C’est un espace de jeu, de danse qu’ils appréhendent et sur lequel ils ne laissent aucune trace, aucune marque à la manière dont les grands coussins mous retrouvent leur forme après le passage des enfants. Les seules traces sont sans doute dans leurs mémoires et dans leurs esprits d’avoir ouvert le festival d’Avignon, d’avoir danser.
Pour éclairer ce qu’était le projet de la matière, retour sur ce que dit Odile Duboc à Thomas Ferrand dans Murmure 9 : « … La deuxième aventure, c’est Projet de la matière. À l’époque de cette création j’étais de plus en plus gênée de l’image que les danseurs me renvoyaient de la danse que je leur avais apportée : je la trouvais trop formelle. Certains souvent me demandaient comment placer un bras, combien de pas… ? Pour moi, c’était incongru, je savais que ça ne passait pas par là. Je venais de lire « Thomas l’obscur » de Maurice Blanchot qui m’avait profondément émue. J’avais envie de travailler sur ce roman sans parler précisément du récit aux danseurs, mais sur les états de corps qui y sont développés, sur les dérives de la pensée, les moments de vertiges et d’envols, sur l’abandon. Je me suis dit que la danse devait naître non pas du mouvement que j’apportais, mais d’éléments extérieur qui viendraient bouger le corps des danseurs. Et la meilleure image que j’avais était celle des « Montres molles » de Dali. La relation à la gravité, au poids et à la liquidité qui m’intéressait est directement donnée dans cette peinture. Puis j’ai rencontré la plasticienne Marie-José Pillet qui, dans ses expositions, invitait les gens à toucher ses œuvres. Je lui ai demandé d’apporter certaines de ces œuvres (un cousin d’air, un matelas d’eau et des tôles ondulées posées sur des ressorts) avec lesquels les danseurs se sont confrontés. Un jour j’ai eu l’envie (l’intuition ?) d’enlever ces objets et de demander aux danseurs de travailler dans la mémoire de ces éléments. C’est la mémoire sensorielle de ces volumes absents qui a nourri le projet. Cette musicalité est inhérente à l’écoute et au contact de notre corps avec d’autres corps. »
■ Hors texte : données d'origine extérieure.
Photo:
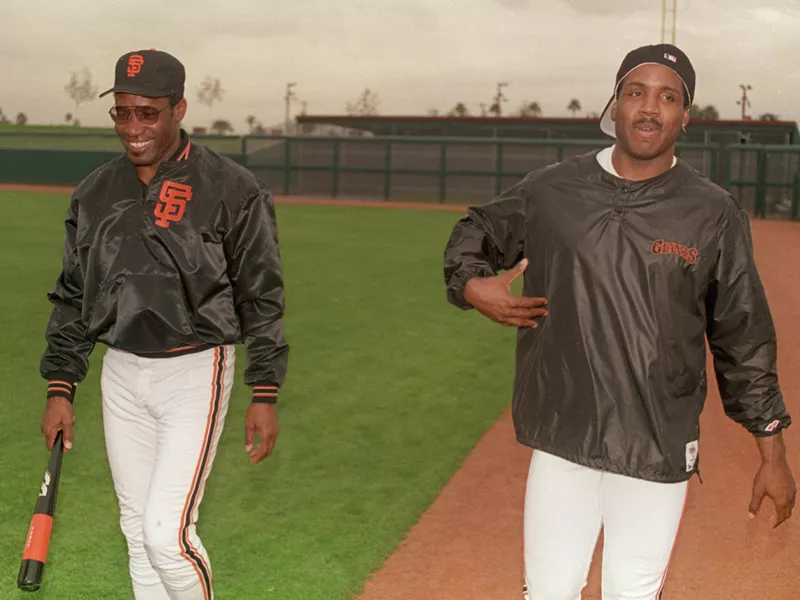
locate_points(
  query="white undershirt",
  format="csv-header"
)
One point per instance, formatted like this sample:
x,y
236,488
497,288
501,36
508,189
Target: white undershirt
x,y
604,158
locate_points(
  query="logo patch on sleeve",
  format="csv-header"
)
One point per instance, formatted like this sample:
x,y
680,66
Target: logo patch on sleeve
x,y
691,456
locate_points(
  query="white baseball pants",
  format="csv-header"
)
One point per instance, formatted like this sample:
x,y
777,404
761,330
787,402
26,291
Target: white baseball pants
x,y
565,507
163,418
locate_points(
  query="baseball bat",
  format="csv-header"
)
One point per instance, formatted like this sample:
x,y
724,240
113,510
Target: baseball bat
x,y
34,555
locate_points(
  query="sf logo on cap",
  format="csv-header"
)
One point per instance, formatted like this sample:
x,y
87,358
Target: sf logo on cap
x,y
135,63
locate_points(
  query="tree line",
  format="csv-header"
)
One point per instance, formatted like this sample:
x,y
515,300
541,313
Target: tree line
x,y
210,92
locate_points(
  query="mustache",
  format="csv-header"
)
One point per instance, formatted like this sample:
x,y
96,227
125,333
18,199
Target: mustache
x,y
648,121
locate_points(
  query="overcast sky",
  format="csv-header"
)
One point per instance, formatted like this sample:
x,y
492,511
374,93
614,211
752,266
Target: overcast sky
x,y
416,54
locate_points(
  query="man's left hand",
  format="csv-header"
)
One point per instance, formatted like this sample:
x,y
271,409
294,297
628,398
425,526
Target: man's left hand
x,y
774,479
261,419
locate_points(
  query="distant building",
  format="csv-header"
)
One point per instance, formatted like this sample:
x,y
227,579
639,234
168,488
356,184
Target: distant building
x,y
709,132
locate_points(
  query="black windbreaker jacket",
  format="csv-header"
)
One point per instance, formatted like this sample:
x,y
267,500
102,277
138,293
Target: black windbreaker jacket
x,y
637,276
191,260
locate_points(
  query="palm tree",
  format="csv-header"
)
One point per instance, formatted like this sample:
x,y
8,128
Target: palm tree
x,y
530,109
459,110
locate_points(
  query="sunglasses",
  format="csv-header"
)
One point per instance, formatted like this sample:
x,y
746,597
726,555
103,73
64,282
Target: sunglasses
x,y
148,115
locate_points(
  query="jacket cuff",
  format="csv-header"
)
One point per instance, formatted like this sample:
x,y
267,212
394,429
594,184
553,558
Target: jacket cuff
x,y
265,394
771,428
62,385
455,292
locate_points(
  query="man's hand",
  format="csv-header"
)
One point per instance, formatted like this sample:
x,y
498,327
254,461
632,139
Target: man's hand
x,y
58,416
492,296
773,479
261,419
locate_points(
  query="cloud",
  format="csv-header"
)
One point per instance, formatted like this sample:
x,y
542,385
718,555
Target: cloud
x,y
515,4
Dans cet entretien, Odile Duboc évoque comment sa recherche s’apparente à ce que nous pourrions appeler « l’involontaire mouvement ». C’est ce que nous retrouvons dans « Petit projet de la matière » où les interprètes, les enfants sont mues par cette volonté d’involonté. La contradiction de ce travail c’est que la fragilité et l’émotivité de ces interprètes produit cet involontaire en même temps que les enfants recherchent une sécurité et sont conscients de ce qu’ils doivent faire.
L’impression est que ce « Petit projet de la matière » est autant sur la matière « objet » présente sur le plateau que la matière « enfant » qui se développe. Je pense que cette transmission voulu par Anne-Karine Lescop est finalement le contraire de ce qui présidait à la naissance du projet. À savoir que ce sont ces enfants qui nous transmettent, qui nous apprennent quelque chose de la représentation du corps, du mouvement et de la danse.